Minerals and Gemstones

Fluorite is the mineral that literally gave fluorescence its name. Many fluorite specimens glow a vivid blue or violet under UV light, caused by trace impurities of europium or other rare earth elements within the crystal structure. Scheelite, a calcium tungstate mineral, also fluoresces a distinctive blue-white. Some diamonds fluoresce blue as well, typically due to trace nitrogen atoms in their crystal lattice. About 25 to 35 percent of natural diamonds show some degree of fluorescence, and most of those glow blue.

Collectors use UV lamps as a quick identification tool because each mineral has a characteristic fluorescent color. A longwave UV lamp (around 365 nanometers) and a shortwave lamp (around 254 nanometers) can produce different results from the same specimen, so serious collectors often test with both.

Body Fluids and Forensic Uses

UV lamps are a standard forensic tool because several biological fluids fluoresce. Semen fluoresces blue-white under UV light, which is why it’s one of the most commonly detected fluids at crime scenes using portable blacklights. Saliva and serum also fluoresce but with enough spectral differences that laboratory instruments can distinguish them from each other. Urine tends to fluoresce yellow-green rather than blue. The fluorescence in these fluids comes partly from aromatic amino acids, particularly tryptophan, which is the strongest natural fluorescent source among the amino acids. Its indole ring structure absorbs UV light and re-emits it efficiently.

Forensic teams use different UV wavelengths and colored filters to separate one fluid’s fluorescence from another, since simple visual inspection under a blacklight can’t always tell them apart reliably.

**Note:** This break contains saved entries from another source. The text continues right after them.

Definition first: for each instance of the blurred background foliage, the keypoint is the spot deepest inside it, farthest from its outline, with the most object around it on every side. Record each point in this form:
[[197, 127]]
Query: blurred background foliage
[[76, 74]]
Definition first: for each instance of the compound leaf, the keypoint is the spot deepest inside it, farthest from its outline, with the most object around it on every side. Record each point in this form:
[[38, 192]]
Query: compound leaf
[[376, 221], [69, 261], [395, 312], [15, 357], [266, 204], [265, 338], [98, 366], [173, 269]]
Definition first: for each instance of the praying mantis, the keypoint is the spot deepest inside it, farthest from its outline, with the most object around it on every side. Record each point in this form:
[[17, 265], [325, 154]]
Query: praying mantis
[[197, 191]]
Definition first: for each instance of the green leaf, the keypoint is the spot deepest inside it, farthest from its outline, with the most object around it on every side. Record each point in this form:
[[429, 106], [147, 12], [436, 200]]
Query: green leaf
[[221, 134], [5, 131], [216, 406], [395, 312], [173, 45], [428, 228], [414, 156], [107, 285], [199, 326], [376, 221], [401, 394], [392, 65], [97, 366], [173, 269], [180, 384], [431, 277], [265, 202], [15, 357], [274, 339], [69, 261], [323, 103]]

Quick Reference: Common Blue-Glowing Items

  • Tonic water: Bright blue, due to quinine
  • White fabrics and paper: Blue-white, from optical brightening agents in detergent or manufacturing
  • Petroleum jelly: Blue, from aromatic hydrocarbons
  • Scorpion exoskeletons: Blue-green, from beta-carboline and coumarin compounds
  • Fluorite mineral: Blue to violet, from rare earth impurities
  • Some diamonds: Blue, from nitrogen impurities
  • Certain body fluids: Blue-white, from proteins containing tryptophan
  • Bank notes and security documents: Blue patterns from embedded fluorescent inks and fibers

If you’re experimenting at home, a longwave UV flashlight in the 365 nanometer range is the safest and most widely useful option. It will activate fluorescence in nearly all of the items listed above. Shortwave UV lamps are more powerful but can damage skin and eyes with direct exposure, so they’re better suited for mineral collecting with proper precautions.